I still keep the T-shirts of each edition and the memories of the most important moments are very clear and vivid in my memory. For example, when the president of shooting told me: “Doctor, are you always so calm?” I said, “Mr. President, if you see me anxious, you’ll start to worry.” I had experiences that I would never have imagined, athletes men and women, who won a medal in the final, who two hours earlier were in panic, nausea, pure terror of not knowing what to do to win. I had to talk to them, certainly not giving them a pat on the back or telling them not to worry that they were strong.

Almost always the coaches let me talk with them saying: “Alberto, you take care of it”. I lived those moments listening phrases like: “I’m so terrified that I seem calm”, “I’m not going out of here, “I’m going home”, “Tell me what to do”, “If I try to imagine what I’m going to do, I think all wrong”, “I’ve been through the final a thousand times and now I’m just nervous”.

The first time, in Atlanta, I wasn’t ready to face a situation like this. I had thought about what unexpected events might happen but I hadn’t anticipated the panic in a finalist’s mind less than one hour from the start. Luciano Giovannetti, the team’s head coach, winner in the past of two gold medals in Moscow and Los Angeles, told me: “You’re the psychologist, you talk to him”. I went to where the shooter was eating something and he told me he didn’t want to leave the tent for the final, total panic. At that point he was really close to the start of the competition and I began to talk reminding him of all the sacrifices he had made in those years to arrive prepared for this moment, the decisive one. I spoke to him for a few minutes during which his mood changed, he found the vitality necessary for an Olympic final. When he started the final, he missed one of the first clay pigeons and he turned around looking back. Then he told us that he had said these words: “If you quit now, you’re an asshole, just concentrate!”. It worked, he won the silver medal.

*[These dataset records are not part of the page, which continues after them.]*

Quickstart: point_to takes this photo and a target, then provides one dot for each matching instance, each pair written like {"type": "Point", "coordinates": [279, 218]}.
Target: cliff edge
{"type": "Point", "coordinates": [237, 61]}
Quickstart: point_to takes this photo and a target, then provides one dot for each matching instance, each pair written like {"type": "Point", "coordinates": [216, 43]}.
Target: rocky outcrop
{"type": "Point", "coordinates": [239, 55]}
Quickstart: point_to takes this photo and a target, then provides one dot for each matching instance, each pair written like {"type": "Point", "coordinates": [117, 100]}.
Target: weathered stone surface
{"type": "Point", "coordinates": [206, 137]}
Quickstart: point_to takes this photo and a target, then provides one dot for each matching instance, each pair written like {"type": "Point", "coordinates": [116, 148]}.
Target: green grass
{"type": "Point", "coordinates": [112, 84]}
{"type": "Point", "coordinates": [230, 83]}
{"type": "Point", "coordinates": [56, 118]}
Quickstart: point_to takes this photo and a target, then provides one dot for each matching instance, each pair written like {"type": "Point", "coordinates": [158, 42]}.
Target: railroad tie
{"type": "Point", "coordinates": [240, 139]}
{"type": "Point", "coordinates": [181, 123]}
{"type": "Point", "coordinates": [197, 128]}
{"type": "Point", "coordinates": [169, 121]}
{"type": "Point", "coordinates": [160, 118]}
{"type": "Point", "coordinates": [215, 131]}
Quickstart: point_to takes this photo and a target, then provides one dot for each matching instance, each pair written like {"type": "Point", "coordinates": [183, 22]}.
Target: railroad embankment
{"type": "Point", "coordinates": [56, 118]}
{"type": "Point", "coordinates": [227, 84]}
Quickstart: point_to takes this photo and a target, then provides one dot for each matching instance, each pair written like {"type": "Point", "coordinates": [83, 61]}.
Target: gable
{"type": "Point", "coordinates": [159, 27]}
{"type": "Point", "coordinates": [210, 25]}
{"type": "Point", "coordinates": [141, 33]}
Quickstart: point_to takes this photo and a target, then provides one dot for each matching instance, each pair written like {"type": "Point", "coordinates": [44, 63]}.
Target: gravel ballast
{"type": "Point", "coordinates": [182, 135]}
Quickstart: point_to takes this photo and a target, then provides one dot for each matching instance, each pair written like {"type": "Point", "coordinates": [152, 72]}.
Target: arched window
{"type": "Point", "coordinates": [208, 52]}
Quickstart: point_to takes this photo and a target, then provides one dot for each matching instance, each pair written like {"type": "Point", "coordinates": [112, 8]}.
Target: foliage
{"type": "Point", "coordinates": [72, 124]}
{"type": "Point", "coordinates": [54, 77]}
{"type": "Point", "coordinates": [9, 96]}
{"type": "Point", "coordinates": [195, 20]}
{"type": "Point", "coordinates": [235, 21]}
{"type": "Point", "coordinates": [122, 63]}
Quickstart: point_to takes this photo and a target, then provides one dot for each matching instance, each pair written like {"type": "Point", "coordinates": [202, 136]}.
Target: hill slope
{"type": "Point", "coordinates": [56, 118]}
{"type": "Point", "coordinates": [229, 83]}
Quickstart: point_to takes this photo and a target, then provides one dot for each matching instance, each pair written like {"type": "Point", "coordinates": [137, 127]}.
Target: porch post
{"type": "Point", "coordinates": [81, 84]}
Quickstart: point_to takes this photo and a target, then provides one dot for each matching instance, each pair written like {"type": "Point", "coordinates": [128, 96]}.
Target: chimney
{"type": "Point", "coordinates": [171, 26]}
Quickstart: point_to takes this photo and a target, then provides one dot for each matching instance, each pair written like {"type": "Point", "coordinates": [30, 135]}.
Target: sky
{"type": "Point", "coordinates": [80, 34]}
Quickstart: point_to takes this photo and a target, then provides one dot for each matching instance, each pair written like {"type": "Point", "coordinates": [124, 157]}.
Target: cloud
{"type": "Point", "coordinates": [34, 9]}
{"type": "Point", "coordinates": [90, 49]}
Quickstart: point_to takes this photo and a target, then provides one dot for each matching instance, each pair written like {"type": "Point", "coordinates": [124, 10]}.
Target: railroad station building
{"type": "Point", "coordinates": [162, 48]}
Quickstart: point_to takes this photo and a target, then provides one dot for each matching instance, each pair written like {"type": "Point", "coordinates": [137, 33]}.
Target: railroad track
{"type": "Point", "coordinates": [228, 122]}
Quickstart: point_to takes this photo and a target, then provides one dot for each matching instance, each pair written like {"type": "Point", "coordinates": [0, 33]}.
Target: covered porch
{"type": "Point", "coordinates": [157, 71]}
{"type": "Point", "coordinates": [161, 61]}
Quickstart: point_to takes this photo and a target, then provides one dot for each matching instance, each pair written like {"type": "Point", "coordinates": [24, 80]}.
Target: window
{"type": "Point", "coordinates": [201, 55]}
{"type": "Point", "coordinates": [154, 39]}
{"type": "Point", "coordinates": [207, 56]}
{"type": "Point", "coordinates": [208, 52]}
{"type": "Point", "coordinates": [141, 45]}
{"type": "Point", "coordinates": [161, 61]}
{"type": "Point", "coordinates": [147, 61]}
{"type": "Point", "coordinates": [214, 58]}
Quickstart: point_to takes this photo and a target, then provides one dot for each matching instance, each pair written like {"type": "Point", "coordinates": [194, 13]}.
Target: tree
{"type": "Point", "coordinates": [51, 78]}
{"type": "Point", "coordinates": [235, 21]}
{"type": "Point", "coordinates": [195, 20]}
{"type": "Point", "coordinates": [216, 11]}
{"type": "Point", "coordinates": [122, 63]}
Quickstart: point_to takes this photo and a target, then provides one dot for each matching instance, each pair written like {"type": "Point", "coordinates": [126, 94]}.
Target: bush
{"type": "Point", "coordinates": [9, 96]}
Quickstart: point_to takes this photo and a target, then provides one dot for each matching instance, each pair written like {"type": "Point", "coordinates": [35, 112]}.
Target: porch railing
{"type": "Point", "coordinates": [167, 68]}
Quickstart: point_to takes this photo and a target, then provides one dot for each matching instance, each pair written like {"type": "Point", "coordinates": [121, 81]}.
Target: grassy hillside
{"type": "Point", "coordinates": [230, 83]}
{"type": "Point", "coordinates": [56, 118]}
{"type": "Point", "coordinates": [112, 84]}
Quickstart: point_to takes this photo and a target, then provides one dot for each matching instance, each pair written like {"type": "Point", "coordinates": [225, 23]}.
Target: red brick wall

From this experience I learned that it’s really true that the winners are the ones who go through this emotional hell and control it. Second lesson, the staff is also decisive for the winners, otherwise they run the risk of succumbing, just when they have to face the decisive moments of a race.

The Olympics are one of the three most important sporting events, along with the Football World Cup and the Tour de France. In Italy our top athletes, called “Probable Olympics” are about 800, of these about 300 participate in the Olympics, less than half are among the top 10 in the world of their sport and usually, Italy wins 25 medals, putting us among the 10 most winning nations. In essence, there are about twenty top athletes who have won medals at the Summer Olympic Games on a starting base of about 800. This data highlights the extreme difficulty of achieving such a success. It allows us to understand the immense joy of those who win a medal but also the immense disappointment of those who, despite their skills, have not succeeded. It is not rhetorical to say that the Olympics have an immense value for each of them and that more and better should be done to develop and safeguard the talent, the health and motivation of these people we call athletes.